Cameroun : une plainte contre Abel Elimbi Lobe pour incitation à la haine tribale, à quelques jours de la Fête de l’Unité

Une procédure judiciaire vient d’être engagée contre le commentateur politique Abel Elimbi Lobe. Une plainte l’accusant de « promouvoir la haine tribale » a été déposée le 13 mai 2026 auprès du procureur de la République près le Tribunal de première instance de Bonanjo, à Douala. Cette initiative intervient à quelques jours de la célébration de la Fête nationale de l’Unité, période hautement symbolique consacrée à la cohésion sociale et au vivre-ensemble pacifique.
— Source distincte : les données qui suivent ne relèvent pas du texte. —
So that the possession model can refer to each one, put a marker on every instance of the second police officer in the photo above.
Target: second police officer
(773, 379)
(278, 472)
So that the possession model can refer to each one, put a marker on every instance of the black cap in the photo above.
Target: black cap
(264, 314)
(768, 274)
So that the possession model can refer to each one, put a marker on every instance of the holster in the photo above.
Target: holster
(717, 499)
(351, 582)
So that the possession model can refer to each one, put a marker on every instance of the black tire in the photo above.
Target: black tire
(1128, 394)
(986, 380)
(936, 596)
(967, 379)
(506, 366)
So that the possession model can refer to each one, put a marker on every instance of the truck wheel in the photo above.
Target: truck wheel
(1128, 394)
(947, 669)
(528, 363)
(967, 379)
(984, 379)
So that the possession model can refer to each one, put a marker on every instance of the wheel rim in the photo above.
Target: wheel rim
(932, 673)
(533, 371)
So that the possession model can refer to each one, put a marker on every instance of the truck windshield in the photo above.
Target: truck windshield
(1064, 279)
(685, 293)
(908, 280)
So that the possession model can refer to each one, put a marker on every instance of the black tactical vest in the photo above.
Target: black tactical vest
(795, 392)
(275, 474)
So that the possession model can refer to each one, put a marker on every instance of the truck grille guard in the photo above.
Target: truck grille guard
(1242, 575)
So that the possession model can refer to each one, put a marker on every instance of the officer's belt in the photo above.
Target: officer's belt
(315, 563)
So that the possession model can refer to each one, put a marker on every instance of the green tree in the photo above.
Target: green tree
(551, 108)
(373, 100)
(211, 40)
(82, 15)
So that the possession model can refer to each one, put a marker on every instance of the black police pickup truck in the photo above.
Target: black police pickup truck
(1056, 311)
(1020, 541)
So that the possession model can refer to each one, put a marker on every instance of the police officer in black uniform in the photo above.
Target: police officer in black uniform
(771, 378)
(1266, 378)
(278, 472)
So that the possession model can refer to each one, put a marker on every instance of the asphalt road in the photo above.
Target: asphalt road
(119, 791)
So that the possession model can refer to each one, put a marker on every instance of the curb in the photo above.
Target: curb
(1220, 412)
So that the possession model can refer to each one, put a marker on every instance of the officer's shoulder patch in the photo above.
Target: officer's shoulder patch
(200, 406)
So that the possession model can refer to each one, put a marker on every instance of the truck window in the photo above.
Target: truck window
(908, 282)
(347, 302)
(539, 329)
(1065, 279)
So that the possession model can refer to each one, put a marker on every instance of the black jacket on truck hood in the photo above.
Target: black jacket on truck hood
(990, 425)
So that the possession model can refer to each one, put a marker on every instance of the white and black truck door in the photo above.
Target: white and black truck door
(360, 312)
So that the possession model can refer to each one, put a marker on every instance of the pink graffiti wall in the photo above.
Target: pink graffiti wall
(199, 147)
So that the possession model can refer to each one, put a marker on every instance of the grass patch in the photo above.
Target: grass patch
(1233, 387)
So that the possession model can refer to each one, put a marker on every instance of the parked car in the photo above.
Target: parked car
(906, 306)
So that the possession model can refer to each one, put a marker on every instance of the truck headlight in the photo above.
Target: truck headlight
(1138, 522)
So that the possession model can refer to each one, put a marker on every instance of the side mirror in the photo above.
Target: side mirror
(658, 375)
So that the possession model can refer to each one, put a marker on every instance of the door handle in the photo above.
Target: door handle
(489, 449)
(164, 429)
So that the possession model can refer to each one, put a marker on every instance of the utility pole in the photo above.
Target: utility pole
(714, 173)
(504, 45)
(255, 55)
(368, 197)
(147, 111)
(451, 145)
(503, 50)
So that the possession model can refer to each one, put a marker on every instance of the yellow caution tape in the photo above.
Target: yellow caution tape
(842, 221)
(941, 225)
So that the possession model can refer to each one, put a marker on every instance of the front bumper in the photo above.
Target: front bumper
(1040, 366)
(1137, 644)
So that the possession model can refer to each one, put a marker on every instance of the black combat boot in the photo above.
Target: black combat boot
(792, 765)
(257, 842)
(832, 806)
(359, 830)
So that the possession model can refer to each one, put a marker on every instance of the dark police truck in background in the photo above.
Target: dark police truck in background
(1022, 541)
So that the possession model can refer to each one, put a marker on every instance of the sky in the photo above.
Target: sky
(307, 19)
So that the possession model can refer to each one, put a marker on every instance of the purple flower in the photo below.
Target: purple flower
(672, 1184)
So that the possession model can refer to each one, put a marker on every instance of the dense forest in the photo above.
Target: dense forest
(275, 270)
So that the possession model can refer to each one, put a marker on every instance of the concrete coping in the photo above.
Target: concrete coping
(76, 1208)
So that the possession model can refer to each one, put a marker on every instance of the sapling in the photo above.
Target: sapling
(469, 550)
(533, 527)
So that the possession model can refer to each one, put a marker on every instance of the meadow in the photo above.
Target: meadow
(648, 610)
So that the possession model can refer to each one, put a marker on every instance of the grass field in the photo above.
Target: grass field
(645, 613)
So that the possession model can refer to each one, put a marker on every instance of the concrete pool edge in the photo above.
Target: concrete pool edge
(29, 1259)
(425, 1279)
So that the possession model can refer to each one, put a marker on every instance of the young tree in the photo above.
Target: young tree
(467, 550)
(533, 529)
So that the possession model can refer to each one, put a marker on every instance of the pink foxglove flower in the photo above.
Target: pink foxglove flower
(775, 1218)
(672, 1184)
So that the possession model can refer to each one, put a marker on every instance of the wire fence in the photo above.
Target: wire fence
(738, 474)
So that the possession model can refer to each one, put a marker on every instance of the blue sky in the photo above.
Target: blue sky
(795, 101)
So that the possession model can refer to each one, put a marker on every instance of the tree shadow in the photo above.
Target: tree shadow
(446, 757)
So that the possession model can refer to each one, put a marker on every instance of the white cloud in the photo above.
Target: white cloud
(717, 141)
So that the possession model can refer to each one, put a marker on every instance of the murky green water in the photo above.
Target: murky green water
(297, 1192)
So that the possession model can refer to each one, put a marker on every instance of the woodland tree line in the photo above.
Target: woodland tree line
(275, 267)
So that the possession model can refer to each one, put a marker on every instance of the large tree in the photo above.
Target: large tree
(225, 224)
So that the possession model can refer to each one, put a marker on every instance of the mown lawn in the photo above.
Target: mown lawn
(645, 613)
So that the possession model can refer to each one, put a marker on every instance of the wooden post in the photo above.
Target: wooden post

Une plainte signée par Jacques Bertrand Mang

Le plaignant, Jacques Bertrand Mang, a officiellement saisi la justice pour dénoncer les propos publics d’Abel Elimbi Lobe. Dans sa lettre adressée au procureur, il accuse le commentateur d’« incitation à la haine tribale, entre autres » , et demande son arrestation et son incarcération immédiates.
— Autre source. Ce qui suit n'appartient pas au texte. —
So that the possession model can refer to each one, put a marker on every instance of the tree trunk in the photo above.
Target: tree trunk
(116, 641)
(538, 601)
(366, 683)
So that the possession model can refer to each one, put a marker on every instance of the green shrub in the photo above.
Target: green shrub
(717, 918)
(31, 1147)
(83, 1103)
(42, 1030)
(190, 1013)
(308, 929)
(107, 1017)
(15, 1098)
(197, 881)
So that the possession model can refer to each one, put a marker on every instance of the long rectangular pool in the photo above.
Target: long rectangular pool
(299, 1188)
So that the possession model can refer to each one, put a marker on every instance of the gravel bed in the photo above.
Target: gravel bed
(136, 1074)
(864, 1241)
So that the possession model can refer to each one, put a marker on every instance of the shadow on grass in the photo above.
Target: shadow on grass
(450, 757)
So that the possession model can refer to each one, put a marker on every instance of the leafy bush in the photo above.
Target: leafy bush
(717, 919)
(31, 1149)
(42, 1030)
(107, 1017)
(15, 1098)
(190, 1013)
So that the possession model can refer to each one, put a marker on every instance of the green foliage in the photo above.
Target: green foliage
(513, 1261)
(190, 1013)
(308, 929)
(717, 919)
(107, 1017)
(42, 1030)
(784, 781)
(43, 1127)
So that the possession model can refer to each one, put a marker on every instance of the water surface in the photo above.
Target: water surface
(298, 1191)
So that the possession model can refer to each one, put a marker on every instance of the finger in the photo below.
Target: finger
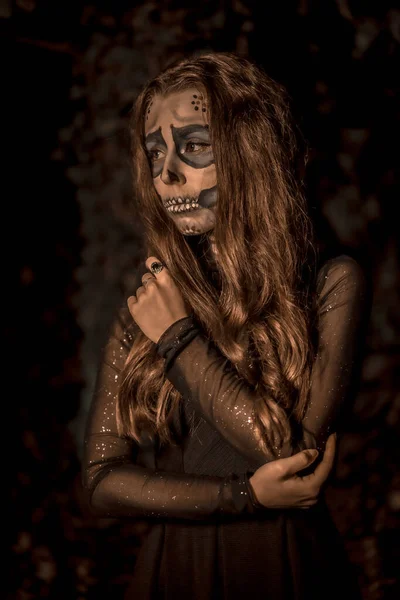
(153, 259)
(147, 278)
(131, 301)
(298, 461)
(324, 468)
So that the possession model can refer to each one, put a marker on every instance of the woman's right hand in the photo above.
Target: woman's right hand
(277, 485)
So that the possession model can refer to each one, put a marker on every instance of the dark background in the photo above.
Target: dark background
(71, 72)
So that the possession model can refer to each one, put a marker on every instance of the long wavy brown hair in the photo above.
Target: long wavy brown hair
(260, 316)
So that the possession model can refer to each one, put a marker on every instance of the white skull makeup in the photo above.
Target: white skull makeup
(181, 158)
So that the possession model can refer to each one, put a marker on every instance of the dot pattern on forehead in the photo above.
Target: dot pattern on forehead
(196, 102)
(148, 110)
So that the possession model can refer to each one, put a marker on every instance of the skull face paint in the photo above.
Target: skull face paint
(180, 154)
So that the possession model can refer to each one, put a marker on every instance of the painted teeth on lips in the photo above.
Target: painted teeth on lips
(180, 204)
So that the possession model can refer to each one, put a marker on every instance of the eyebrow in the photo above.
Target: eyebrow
(188, 129)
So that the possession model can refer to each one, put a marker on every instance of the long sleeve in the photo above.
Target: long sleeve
(116, 486)
(202, 374)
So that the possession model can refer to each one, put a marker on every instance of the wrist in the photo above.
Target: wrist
(251, 490)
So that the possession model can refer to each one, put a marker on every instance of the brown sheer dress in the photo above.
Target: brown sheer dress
(208, 538)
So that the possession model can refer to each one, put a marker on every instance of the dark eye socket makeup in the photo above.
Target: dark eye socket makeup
(194, 134)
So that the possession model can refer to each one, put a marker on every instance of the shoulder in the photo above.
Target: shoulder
(340, 279)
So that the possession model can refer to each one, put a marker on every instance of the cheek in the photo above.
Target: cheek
(206, 178)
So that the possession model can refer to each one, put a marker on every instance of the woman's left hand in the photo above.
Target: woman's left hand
(158, 302)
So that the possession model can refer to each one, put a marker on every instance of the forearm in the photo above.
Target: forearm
(129, 490)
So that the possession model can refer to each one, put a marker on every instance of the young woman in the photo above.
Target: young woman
(235, 355)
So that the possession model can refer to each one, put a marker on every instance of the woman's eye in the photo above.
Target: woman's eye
(154, 155)
(196, 147)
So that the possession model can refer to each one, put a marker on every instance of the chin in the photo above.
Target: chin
(195, 224)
Mang estime que les déclarations répétées d’Elimbi Lobe constituent une menace directe pour la cohésion sociale et l’unité nationale au Cameroun.
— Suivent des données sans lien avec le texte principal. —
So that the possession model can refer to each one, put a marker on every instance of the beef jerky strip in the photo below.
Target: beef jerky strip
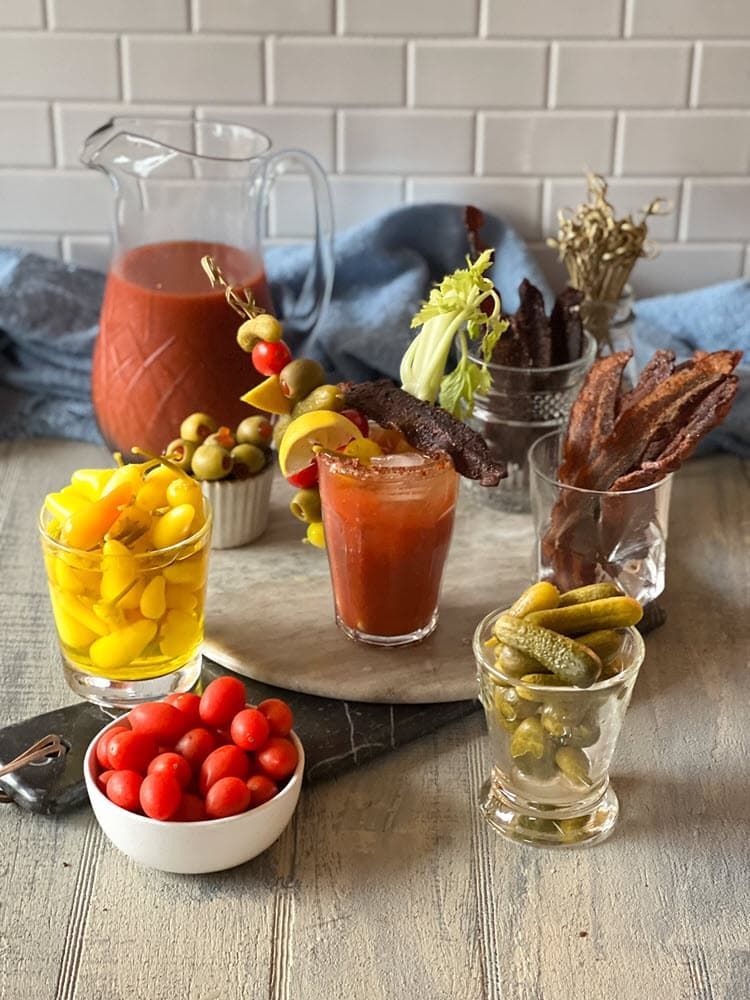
(473, 222)
(709, 413)
(532, 325)
(634, 429)
(566, 327)
(511, 349)
(592, 417)
(658, 368)
(428, 428)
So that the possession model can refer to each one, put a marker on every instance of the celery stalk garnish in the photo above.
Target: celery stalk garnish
(454, 312)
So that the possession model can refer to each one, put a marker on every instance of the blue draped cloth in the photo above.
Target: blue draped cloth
(384, 268)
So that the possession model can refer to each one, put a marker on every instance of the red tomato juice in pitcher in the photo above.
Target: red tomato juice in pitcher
(166, 345)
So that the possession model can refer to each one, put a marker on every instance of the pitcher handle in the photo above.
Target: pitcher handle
(315, 293)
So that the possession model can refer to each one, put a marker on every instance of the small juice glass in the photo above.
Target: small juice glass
(388, 528)
(130, 626)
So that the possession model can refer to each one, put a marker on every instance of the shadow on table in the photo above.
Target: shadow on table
(682, 809)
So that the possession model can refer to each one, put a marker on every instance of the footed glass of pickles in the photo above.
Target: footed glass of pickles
(126, 554)
(555, 675)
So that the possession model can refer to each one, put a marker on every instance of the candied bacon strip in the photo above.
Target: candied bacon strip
(658, 368)
(665, 408)
(592, 417)
(584, 530)
(709, 413)
(428, 428)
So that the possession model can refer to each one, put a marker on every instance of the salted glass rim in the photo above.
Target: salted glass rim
(537, 471)
(148, 554)
(121, 121)
(483, 658)
(349, 465)
(587, 356)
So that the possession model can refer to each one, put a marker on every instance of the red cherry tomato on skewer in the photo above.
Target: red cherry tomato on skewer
(306, 478)
(269, 357)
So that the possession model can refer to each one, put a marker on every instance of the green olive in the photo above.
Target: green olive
(325, 397)
(246, 338)
(279, 427)
(300, 377)
(264, 326)
(197, 427)
(211, 462)
(574, 764)
(224, 438)
(248, 460)
(528, 739)
(255, 430)
(180, 452)
(305, 505)
(514, 663)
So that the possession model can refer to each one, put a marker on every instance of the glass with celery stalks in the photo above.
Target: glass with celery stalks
(388, 518)
(387, 504)
(126, 555)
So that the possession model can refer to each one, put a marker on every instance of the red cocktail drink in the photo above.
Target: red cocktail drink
(388, 527)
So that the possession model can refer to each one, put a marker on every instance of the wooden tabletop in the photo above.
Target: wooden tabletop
(387, 884)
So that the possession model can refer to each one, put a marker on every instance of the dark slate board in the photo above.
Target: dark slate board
(337, 735)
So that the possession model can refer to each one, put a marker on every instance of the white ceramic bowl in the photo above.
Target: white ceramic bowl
(240, 508)
(193, 848)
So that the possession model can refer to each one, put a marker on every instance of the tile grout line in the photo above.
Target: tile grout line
(696, 68)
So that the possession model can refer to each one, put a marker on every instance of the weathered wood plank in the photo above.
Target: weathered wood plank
(387, 885)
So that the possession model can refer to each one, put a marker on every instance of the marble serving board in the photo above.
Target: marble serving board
(270, 611)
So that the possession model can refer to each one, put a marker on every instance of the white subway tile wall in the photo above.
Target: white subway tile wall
(496, 102)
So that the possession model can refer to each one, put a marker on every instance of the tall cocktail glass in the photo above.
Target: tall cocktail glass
(388, 527)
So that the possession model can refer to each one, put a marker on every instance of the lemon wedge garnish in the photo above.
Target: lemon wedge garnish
(319, 429)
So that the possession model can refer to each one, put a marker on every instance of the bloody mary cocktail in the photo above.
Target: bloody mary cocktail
(388, 527)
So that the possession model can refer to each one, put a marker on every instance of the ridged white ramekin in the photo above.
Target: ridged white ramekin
(240, 508)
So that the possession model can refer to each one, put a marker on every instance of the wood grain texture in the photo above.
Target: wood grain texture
(387, 885)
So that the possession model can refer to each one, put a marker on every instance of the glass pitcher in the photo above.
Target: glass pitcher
(166, 346)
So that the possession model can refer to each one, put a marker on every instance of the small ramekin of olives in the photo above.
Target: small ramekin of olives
(235, 470)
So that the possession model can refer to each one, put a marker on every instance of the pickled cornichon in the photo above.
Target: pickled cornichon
(607, 613)
(538, 597)
(571, 662)
(591, 592)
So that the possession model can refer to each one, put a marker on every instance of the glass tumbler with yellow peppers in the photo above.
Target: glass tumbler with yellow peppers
(126, 553)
Des propos « dignes d’un pays en situation de génocide »

Dans sa plainte, Jacques Bertrand Mang affirme qu’Abel Elimbi Lobe tient, depuis des années, des propos contraires à la cohésion sociale, à l’intégration nationale et au vivre-ensemble. Il va plus loin en avertissant que certaines de ces déclarations sont « dignes d’un pays qui pourrait se retrouver en situation de génocide » , une mise en garde particulièrement grave qui souligne l’urgence qu’il perçoit à agir.

La communauté bamiléké régulièrement visée ?

Le plaignant accuse également le commentateur politique de viser régulièrement la communauté bamiléké lors de ses sorties médiatiques. Selon lui, ces propos ciblés participent d’une stratégie de stigmatisation ethnique qui fragilise le tissu social camerounais.

Des preuves audiovisuelles à l’appui

Pour étayer sa plainte, Jacques Bertrand Mang indique que des extraits des interventions d’Abel Elimbi Lobe pourraient être présentés comme preuves des propos présumés nuisibles à la cohésion nationale. Ces enregistrements, provenant probablement d’émissions de radio, de télévision ou de plateformes numériques, seraient de nature à démontrer la récurrence et la gravité des déclarations incriminées.

Le cadre légal : le tribalisme et les propos haineux punis par la loi

Mang rappelle dans sa plainte que le tribalisme et les propos haineux sont punis par la loi camerounaise. Il appelle les autorités judiciaires à faire respecter les textes en vigueur et à procéder à l’arrestation d’Abel Elimbi Lobe conformément aux dispositions légales.

Le Code pénal camerounais réprime en effet les discriminations et incitations à la haine fondées sur l’origine ethnique, notamment dans son article 241-1 relatif à la provocation à la haine tribale.

Un timing symbolique : à quelques jours de la Fête nationale de l’Unité

La date de dépôt de cette plainte – le 13 mai 2026 – n’est pas anodine. Elle intervient à quelques jours de la célébration de la Fête nationale de l’Unité, moment fort de l’année où les Camerounais sont invités à se souvenir des valeurs de rassemblement, de paix et de solidarité nationale. Ce symbole renforce la portée politique et médiatique de l’affaire.

Abel Elimbi Lobe, une figure clivante du paysage médiatique

Abel Elimbi Lobe est une personnalité bien connue des Camerounais. Chroniqueur et commentateur politique, il intervient régulièrement dans les médias et sur les réseaux sociaux, où il se fait remarquer par un ton souvent polémique et des positions tranchées. Ses prises de parole lui ont valu autant de soutiens que de détracteurs, certains louant son franc-parler, d’autres dénonçant ses excès.

Pour l’heure, aucune réaction officielle n’a été communiquée ni par le parquet de Bonanjo, ni par Abel Elimbi Lobe lui-même. Reste à savoir si le procureur donnera suite à cette plainte en ouvrant une information judiciaire, ou s’il la classera sans suite. Les prochains jours seront décisifs, d’autant que l’affaire intervient dans un contexte de sensibilité accrue autour des questions d’unité nationale.